Based on the same gas reservoir model above, for vertical well development. X direction well spacing is set at 240, 260, and 280 m; Y direction well spacing at 40, 45, and 50 m; and Z direction fracture spacing at 30, 32, and 34 m. The above three factors are combined, and the optimization scheme is determined by the orthogonal design method, as shown in Table 8.
According to the orthogonal design, nine schemes are simulated respectively. Figure 16 is the pressure distribution field of different development schemes after 20 years of exploitation, and Figure 17 is the cumulative production of a single well with different schemes of vertical wells.
Table 9 is the yield analysis table of the different schemes of deviated wells.
According to the yield values of the above scheme, the average yield values, K avg , of three levels in three factors are calculated respectively. As shown in Figure 18, the optimal combination of vertical well development is 280 m in the well spacing in the X direction, 40 m in the well spacing in the Y direction, and 30 m in the fracture spacing in the Z direction.
By calculating the range value, R, of three factors, for vertical wells, we get RFactor-1(0.18) > RFactor-2(0.03) > RFactor-3(0.02). Therefore, factor-1 (X direction well spacing) has the greatest impact on its productivity.

6. Conclusions

In this paper, a gas–water two-phase flow model in a shale gas reservoir considering adsorption/desorption, Knudsen diffusion, and stress sensitivity are established. The fluid flow in fractures is modeled explicitly with the embedded discrete fracture model, and the reliability of the numerical model and algorithm is verified by comparing the actual production data of the Barnett shale gas reservoir.
After verification of the simulator, this paper first establishes a shale gas reservoir model with different natural fracture densities and simulates the production of the same horizontal well under different natural fracture densities.
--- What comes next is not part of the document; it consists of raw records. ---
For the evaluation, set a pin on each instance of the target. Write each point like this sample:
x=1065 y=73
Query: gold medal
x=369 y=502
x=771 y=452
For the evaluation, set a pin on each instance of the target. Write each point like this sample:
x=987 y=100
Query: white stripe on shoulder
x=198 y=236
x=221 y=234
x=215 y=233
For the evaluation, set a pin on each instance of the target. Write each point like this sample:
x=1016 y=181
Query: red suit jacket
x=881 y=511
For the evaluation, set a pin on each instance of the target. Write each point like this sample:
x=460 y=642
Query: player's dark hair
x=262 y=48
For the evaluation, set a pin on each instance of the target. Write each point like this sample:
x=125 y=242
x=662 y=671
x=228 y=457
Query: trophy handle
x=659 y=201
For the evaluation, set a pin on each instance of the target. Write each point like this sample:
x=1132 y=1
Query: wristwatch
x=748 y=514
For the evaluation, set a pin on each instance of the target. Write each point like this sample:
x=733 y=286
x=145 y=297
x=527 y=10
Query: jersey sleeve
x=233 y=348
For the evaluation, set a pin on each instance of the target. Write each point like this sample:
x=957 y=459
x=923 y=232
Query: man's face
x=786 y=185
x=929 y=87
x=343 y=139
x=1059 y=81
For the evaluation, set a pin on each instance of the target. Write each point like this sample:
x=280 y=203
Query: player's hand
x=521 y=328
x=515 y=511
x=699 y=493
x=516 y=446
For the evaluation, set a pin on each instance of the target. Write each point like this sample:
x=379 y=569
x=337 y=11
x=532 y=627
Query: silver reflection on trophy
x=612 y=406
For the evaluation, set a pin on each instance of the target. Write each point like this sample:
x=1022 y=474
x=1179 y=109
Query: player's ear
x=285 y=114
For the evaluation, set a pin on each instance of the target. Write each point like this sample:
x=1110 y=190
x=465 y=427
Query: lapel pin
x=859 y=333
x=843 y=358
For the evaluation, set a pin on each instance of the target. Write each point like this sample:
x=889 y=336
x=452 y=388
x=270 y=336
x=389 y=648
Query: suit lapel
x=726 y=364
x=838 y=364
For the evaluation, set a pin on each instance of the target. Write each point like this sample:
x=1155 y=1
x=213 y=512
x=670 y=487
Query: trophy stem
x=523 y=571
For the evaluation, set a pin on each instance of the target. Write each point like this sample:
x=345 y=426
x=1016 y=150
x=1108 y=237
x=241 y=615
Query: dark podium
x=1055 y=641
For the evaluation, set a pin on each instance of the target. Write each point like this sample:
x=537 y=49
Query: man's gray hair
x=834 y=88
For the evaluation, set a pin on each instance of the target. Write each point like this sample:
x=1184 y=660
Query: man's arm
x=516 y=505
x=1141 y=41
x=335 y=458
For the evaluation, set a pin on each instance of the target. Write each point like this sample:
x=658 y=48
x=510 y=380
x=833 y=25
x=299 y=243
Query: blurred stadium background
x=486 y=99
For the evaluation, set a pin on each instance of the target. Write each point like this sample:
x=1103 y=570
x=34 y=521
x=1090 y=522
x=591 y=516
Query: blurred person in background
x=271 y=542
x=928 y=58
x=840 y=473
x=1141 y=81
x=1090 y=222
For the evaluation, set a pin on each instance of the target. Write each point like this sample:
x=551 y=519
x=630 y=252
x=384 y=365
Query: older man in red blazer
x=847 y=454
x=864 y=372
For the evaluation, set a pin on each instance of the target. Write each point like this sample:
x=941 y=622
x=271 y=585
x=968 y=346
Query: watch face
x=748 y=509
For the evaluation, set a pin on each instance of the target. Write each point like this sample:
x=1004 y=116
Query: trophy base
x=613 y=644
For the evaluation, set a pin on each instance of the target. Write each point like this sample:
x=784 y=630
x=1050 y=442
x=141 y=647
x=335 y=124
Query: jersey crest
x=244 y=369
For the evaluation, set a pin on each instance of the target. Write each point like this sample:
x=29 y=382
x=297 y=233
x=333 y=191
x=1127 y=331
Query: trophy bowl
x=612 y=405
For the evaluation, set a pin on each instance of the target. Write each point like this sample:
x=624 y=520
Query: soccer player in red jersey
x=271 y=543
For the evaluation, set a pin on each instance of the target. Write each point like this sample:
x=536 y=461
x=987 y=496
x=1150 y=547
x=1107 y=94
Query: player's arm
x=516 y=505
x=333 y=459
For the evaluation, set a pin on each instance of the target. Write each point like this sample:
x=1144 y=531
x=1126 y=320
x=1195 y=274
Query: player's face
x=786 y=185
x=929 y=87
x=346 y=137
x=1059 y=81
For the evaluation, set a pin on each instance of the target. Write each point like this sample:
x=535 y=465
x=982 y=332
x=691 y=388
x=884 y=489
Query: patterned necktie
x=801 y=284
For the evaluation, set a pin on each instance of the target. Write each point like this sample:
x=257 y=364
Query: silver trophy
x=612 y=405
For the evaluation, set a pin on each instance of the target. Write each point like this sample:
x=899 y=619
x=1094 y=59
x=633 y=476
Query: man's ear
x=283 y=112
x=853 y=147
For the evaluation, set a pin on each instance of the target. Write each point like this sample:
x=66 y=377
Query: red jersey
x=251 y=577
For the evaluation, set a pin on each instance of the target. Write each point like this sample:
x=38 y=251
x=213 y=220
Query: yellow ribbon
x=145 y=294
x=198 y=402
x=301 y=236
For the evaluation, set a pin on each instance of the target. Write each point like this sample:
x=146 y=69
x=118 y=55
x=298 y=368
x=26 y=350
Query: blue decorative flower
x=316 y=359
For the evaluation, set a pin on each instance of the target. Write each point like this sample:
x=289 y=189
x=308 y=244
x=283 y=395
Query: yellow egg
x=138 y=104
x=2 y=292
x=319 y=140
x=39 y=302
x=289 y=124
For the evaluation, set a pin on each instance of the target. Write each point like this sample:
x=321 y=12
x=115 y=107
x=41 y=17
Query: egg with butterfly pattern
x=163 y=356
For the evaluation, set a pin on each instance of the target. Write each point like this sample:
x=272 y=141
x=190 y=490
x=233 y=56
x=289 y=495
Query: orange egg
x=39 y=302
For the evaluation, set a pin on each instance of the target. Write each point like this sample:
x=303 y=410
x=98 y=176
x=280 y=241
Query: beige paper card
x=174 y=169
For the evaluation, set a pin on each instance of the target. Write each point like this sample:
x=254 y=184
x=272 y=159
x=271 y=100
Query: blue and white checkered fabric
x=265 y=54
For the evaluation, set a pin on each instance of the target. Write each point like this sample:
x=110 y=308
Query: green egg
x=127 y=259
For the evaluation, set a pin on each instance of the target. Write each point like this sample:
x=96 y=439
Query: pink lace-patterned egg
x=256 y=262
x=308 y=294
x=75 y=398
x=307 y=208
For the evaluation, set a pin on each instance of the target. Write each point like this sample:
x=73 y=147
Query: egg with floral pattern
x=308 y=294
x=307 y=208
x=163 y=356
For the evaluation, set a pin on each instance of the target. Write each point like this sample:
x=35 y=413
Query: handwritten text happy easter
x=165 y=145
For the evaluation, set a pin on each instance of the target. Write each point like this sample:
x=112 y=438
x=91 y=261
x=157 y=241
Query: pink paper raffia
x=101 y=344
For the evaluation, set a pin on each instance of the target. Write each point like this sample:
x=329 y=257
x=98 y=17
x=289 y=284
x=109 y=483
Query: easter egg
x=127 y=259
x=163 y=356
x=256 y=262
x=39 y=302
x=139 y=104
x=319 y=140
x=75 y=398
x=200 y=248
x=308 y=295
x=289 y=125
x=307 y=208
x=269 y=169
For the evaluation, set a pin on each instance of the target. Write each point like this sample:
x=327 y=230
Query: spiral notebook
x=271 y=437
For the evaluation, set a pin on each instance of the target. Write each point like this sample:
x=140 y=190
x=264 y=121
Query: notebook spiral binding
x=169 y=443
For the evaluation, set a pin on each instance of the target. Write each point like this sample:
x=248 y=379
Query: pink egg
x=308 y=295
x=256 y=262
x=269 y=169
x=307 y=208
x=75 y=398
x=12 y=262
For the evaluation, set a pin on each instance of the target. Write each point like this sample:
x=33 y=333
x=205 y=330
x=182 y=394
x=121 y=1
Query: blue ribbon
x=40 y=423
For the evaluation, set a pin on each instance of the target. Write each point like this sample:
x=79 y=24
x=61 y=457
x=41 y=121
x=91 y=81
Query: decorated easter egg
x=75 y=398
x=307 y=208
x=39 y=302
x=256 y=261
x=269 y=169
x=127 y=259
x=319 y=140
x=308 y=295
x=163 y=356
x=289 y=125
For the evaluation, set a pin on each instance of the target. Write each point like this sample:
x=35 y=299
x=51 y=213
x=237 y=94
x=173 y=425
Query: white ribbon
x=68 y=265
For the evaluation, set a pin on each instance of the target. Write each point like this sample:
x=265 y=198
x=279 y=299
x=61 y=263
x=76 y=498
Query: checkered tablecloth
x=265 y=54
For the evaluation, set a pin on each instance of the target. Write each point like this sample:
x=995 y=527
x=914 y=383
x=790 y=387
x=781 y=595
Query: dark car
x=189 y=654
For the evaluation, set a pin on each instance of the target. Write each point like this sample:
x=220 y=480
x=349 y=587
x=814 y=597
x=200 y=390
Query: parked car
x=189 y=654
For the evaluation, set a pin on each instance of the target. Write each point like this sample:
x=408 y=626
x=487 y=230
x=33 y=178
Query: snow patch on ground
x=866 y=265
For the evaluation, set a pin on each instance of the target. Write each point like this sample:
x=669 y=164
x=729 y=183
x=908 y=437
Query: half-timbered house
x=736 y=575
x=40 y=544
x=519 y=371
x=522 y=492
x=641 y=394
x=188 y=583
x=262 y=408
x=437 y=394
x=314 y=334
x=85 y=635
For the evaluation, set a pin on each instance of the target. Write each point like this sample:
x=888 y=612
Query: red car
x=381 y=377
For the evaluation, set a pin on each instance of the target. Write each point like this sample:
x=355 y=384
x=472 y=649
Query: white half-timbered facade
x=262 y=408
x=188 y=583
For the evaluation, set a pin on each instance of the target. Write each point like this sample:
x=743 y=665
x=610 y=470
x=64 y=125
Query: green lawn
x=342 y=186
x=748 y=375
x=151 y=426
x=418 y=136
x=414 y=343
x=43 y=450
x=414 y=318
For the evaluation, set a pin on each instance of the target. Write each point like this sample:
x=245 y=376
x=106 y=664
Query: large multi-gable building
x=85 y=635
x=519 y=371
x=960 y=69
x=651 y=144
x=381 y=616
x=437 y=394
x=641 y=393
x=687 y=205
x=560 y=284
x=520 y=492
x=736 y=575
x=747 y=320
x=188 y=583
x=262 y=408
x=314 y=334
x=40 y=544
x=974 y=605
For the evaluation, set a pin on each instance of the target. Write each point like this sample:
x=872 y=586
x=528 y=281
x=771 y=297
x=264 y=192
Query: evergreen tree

The results show that the natural fracture density will affect the utilization range of the well and then greatly affect the production of the well. The orthogonal experimental design method was then used to optimize the best combination of well spacing and fracture spacing for horizontal wells, deviated wells, and vertical wells. The results show that the optimal combination of horizontal well development is 260 m in the well spacing in the X direction, 50 m in the fracture spacing in the Y direction, and 34 m in the well spacing in the Z direction. The optimal combination of deviated well development is 260 m in the well spacing in the X direction, 40 m in the fracture spacing in the Y direction, and 34 m in the fracture spacing in the Z direction. The optimal combination of vertical well development is 280 m in the well spacing in the X direction, 40 m in the well spacing in the Y direction, and 30 m in the fracture spacing in the Z direction.

Author Contributions

Methodology, T.H.; Resources, Z.H.; Supervision, T.H.; Writing—original draft, X.L.; Writing—review & editing, F.S. and R.W. All authors have read and agreed to the published version of the manuscript.

Funding

This research was supported by the National Natural Science Foundation of China (No.52004246), the Natural Science Foundation of Zhejiang Province (No.LQ20E040003), and the Science and Technology Project of Zhoushan Bureau (No.2021C21016).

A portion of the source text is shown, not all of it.